La clarinette est parfois à l’avant-plan, accompagnée par l’orchestre, et parfois elle se fond avec l’ensemble des musiciens. L’écriture est plutôt traditionnelle, même si Claude demande par moments des quarts de ton, ou encore des sons multiphoniques (on produit plusieurs sons simultanément). Nous ne nous sommes pas rencontrés avant qu’il se lance dans la composition de l’œuvre, mais il est lui-même clarinettiste, on sent qu’il connait bien l’instrument même si ce concerto reste l'un des plus ardus pour la clarinette. C’est un très beau concerto, je pense qu’il restera dans le répertoire pour clarinette, au même titre que le Concerto de Lindberg par exemple.
Comment l’œuvre est-elle construite ?
En un seul mouvement, constitué de plusieurs parties dont les transitions ne se remarquent pas. Le tempo évolue progressivement, d’abord lent, puis plus agité, puis retour au calme.
En tant que soliste d’un concerto, comment travaille-t-on une œuvre entièrement neuve ?
Après avoir assimilé sa propre partition, il faut se plonger dans la partition d’orchestre, qui est le seul repère dont on dispose, pour comprendre comment l’œuvre est construite, avec qui on interagit, à quel moment…

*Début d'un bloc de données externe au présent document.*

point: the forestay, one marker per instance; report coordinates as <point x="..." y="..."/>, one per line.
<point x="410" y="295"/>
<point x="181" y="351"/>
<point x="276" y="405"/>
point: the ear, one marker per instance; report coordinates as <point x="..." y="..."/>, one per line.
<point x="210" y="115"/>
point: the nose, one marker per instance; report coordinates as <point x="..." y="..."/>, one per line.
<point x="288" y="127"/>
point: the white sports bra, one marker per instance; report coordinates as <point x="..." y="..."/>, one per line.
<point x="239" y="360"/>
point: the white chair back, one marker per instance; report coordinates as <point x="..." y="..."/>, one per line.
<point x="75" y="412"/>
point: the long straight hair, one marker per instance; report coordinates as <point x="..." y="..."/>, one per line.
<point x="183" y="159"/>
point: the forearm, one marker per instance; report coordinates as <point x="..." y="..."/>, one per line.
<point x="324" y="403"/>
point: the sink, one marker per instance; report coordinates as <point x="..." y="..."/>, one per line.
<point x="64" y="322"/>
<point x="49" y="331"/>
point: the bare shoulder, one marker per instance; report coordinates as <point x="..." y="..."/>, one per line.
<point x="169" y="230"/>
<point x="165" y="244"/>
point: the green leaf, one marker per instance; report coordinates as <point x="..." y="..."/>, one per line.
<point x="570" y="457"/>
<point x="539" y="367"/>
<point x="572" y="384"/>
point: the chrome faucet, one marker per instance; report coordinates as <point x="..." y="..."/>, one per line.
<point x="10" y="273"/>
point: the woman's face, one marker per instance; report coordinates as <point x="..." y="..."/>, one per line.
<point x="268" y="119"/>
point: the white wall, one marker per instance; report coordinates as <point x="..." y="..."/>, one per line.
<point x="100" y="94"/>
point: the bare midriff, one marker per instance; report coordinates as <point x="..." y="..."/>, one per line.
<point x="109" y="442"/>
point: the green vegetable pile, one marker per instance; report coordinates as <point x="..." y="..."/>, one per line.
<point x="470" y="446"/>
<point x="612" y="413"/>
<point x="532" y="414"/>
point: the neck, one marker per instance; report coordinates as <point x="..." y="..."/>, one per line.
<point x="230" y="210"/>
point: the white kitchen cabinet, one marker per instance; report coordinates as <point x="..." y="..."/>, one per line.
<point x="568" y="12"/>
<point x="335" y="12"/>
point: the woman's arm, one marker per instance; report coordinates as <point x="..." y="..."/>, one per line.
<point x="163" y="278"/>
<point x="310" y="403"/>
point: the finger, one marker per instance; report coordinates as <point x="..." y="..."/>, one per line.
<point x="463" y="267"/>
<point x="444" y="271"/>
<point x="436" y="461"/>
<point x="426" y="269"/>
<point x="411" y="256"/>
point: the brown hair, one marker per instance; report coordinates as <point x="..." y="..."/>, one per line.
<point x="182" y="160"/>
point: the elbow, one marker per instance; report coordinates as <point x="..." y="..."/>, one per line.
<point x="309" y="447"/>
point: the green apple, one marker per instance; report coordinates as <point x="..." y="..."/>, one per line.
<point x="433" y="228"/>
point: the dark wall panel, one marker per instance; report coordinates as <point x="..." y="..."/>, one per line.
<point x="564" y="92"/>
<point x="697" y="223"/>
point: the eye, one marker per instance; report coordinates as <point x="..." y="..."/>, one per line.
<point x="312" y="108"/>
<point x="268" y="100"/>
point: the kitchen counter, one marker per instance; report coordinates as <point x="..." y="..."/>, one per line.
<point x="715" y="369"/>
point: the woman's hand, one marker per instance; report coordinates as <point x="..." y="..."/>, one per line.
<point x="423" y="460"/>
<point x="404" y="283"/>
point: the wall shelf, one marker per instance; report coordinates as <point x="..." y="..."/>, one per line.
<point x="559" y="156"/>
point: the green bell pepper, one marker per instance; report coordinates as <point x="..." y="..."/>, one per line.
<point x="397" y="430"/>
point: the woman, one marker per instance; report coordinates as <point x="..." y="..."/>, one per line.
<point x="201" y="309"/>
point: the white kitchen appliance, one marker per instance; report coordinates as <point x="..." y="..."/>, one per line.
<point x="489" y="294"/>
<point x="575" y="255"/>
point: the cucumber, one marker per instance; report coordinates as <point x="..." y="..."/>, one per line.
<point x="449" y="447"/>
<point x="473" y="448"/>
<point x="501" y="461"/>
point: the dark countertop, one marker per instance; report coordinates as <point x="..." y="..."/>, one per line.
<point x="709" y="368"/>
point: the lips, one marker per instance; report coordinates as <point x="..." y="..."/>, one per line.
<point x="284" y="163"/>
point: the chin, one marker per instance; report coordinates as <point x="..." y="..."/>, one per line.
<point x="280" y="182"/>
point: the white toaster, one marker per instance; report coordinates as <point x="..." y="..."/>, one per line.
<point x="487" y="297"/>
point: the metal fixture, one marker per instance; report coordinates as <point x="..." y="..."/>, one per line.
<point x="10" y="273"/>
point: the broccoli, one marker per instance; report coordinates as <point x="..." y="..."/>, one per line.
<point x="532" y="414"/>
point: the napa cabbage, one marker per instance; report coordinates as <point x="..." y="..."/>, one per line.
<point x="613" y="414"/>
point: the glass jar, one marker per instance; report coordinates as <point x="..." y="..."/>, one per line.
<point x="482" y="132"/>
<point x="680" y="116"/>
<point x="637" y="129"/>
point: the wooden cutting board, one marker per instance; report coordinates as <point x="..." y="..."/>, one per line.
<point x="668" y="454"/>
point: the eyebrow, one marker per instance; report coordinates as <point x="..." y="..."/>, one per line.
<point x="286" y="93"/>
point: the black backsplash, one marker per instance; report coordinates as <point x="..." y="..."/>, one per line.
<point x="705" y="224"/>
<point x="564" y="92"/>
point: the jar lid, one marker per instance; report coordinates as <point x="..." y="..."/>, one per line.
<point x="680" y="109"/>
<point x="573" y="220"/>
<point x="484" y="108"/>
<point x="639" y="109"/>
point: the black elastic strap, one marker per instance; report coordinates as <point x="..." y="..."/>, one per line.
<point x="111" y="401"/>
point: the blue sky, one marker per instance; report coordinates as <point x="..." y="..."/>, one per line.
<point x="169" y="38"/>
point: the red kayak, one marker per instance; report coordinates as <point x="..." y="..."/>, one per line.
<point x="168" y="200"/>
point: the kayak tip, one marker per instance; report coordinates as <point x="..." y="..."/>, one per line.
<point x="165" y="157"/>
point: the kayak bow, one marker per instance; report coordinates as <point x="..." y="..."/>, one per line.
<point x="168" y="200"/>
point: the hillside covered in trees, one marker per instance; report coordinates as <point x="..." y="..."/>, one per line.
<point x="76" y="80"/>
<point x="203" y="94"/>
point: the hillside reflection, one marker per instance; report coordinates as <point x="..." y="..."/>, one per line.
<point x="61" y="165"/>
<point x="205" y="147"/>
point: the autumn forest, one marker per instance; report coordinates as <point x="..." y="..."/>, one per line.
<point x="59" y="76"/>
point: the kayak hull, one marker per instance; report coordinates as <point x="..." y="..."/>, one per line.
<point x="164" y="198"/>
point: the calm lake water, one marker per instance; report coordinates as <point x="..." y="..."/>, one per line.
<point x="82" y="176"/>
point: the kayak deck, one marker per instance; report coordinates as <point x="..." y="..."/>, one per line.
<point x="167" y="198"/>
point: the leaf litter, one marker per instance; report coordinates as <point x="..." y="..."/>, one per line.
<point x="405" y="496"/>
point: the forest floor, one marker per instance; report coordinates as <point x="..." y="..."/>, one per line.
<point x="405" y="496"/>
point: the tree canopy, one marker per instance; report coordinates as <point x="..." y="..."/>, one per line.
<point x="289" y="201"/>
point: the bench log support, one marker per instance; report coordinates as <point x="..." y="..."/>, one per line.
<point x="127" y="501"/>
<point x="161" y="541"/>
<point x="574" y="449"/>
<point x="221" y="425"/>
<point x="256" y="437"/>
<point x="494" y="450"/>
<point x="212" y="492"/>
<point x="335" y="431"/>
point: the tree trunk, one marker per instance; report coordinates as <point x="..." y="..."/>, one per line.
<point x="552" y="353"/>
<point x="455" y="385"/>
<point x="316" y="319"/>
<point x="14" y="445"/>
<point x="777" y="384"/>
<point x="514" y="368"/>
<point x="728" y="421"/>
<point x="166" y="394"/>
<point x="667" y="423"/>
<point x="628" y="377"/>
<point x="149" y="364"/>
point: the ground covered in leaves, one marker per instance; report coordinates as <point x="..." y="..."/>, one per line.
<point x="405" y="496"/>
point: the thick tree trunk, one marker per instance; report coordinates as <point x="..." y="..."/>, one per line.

Une rencontre avec le compositeur avant les premières répétitions est primordiale, afin de mieux cerner ses attentes, ses idées musicales. Le soliste vient avec des propositions pour l’interprétation de certains passages, et le compositeur peut répondre si cela correspond ou non à l’idée qu’il en a. C’est évidemment ce qui rend ce travail passionnant : pouvoir échange avec un compositeur vivant. On rêverait de pouvoir demander à Mozart comment il veut entendre son concerto pour clarinette !
Les artistes
Manuel López Gómez, direction
Né en 1983, à Caracas, Manuel López Gómez commence le violon à six ans et suit le programme éducatif musical « El Sistema » financé par le gouvernement vénézuélien, tout comme son compatriote Domingo Hindoyan. Comme concertmeister de l’Orchestre Symphonique des Jeunes du Venezuela, puis de l’Orchestre des Jeunes de Caracas, il participe à des tournées aux États-Unis, au Chili, en Uruguay, Argentine, Italie, Allemagne et Autriche… Formé à la direction d’orchestre dès 2000 auprès de José Antonio Abreu, fondateur d’« El Sistema », il dirige régulièrement l’Orchestre Symphonique « Simón Bolivar » et l’Orchestre des Jeunes « Teresa Carreño » du Venezuela.
En 2010 et 2011, il a été l’assistant de Gustavo Dudamel à l'Orchestre Philharmonique de Los Angeles (Disney Hall). En 2011, il a fait ses débuts en Suède avec l’Orchestre Symphonique de Göteborg, et en Corée du Sud, avec l’Orchestre Philharmonique de Busan et l’Orchestre Symphonique de Daegu. Demi-finaliste du Concours International de direction d’orchestre « Georg Solti » (Francfort, 2008), il dirige l’OPRL pour la première fois.
Jean-Luc Votano, clarinette
Formé aux Conservatoires de Mons et de Versailles, Jean-Luc Votano remporte en 1999 le Concours A.GI.MUS (Rome). Il est clarinette solo de l’OPRL depuis 2003. Il a été désigné « Jeune Soliste des Radios Francophones Publiques » de l’année 2004. Il a enregistré les Concertos de Mozart, Weber et Rossini avec l’OPRL et Louis Langrée (Cypres), et des œuvres de Max Bruch avec l’altiste Arnaud Thorette, avec l’OPRL dirigé par Pascal Rophé (Cypres, Diapason d’or). Professeur de clarinette à l’IMEP (Namur), il forme avec ses collègues Sébastien Guedj et Joanie Carlier le Trio Abocalips. Avec Louis Langrée et Christian Arming, il a joué en soliste à New York et Tokyo. À la Salle Philharmonique, il a joué les Concertos de Mozart (2006), Weber (2006), Lindberg (2008), Bruch (2008), ainsi que la Rhapsodie pour clarinette de Debussy avec l’OPRL et Louis Langrée.